To accompany the recent post Educated Teachers wrote about the National Education Association’s politicization of Christmas, below are excerpts from an article published in the American Federation of Teachers’ (the other national teachers’ union) newsletter that encourage k-12 English teachers to use their classrooms to promote a political agenda around climate change.
We believe that a purely science-oriented approach to climate change can miss the social, historical, ethical, and human realities that are critical to the problem.
Fostering civic engagement can also shift the overall focus of English from positioning students as autonomous individuals or consumers set apart from the world to students as social participants whose ways of being and acting directly affect the local and global ecology.12 This shift involves redefining academic success based less on individual achievement and test scores and more on one’s social and collaborative relationships with others and how our actions can contribute to sustainability and environmental justice.
As teachers of English, we offer a specific perspective and a set of values for teaching about climate change.
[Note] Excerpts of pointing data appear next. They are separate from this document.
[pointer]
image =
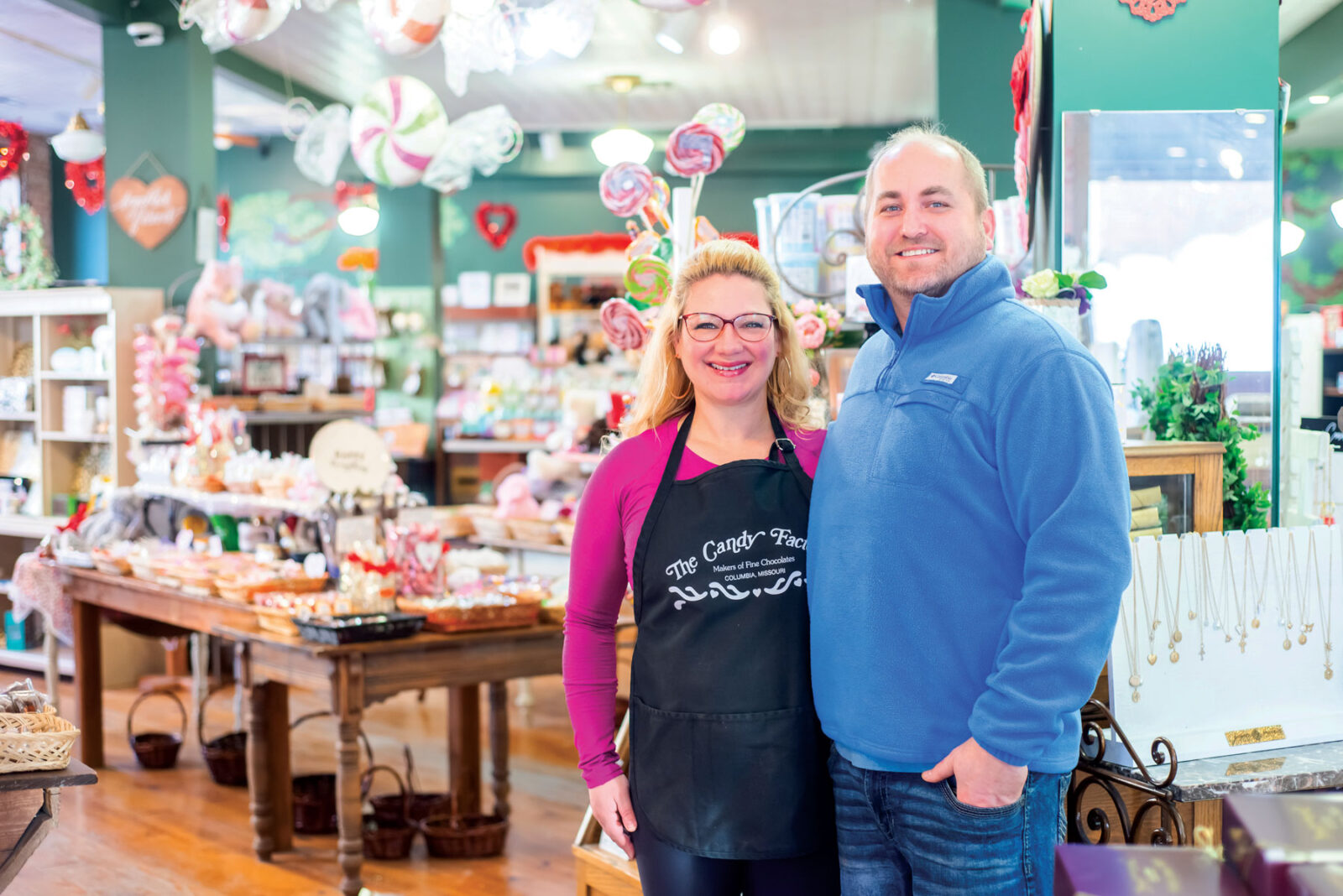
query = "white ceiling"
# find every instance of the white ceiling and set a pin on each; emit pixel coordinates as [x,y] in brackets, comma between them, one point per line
[802,63]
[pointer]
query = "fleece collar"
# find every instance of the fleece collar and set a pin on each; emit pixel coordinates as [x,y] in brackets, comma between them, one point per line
[980,287]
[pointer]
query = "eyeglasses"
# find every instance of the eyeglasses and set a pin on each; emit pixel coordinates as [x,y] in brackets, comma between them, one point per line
[705,327]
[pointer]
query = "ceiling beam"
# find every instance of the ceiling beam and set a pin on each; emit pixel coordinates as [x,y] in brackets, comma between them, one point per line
[1311,60]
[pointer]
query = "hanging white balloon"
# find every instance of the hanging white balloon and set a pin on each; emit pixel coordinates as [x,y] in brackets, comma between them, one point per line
[321,147]
[403,27]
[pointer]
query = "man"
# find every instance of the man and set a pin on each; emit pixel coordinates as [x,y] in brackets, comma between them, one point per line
[969,550]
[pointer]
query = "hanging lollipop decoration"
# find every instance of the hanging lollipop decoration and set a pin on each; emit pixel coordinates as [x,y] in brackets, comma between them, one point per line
[403,27]
[396,129]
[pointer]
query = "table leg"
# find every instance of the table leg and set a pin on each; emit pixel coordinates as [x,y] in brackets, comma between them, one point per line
[463,748]
[89,683]
[348,810]
[499,746]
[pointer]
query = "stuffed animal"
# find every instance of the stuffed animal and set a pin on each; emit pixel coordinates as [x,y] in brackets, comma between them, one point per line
[217,309]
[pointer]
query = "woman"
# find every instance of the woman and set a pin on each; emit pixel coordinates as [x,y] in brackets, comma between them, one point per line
[703,508]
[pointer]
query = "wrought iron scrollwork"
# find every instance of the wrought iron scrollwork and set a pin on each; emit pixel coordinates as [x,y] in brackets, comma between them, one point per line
[1094,773]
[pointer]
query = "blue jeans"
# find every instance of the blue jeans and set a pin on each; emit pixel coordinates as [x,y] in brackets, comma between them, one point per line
[900,836]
Our approach emerges from an understanding of the Anthropocene era in which we now live, when environmental, geological, and ecological systems are profoundly altered by human activity. Our beliefs are based in world citizenship, the rights and well-being of all, and the recognition of connections between the diverse members of the world family.
Adopting this climate change perspective involves:
- Foregrounding the climate crisis as the most important issue facing life on earth.
- Understanding the causes and effects of climate change locally and globally, as well as the efforts to deny them.
- Overcoming individualism and nationalism, and adopting a system-based, global perspective.
- Creating solidarity with the oppressed and exploited, addressing the unequal impacts of climate change, and striving for social justice.
- Envisioning and enacting transformational changes through individual and collective action, in which everyone is accountable for their actions and inactions.
Minnesota is one of only a handful of states where teachers who are union members pay dues to both national teachers’ unions. Less than a quarter of every dues dollar stays local to support collective bargaining services and other representational activities.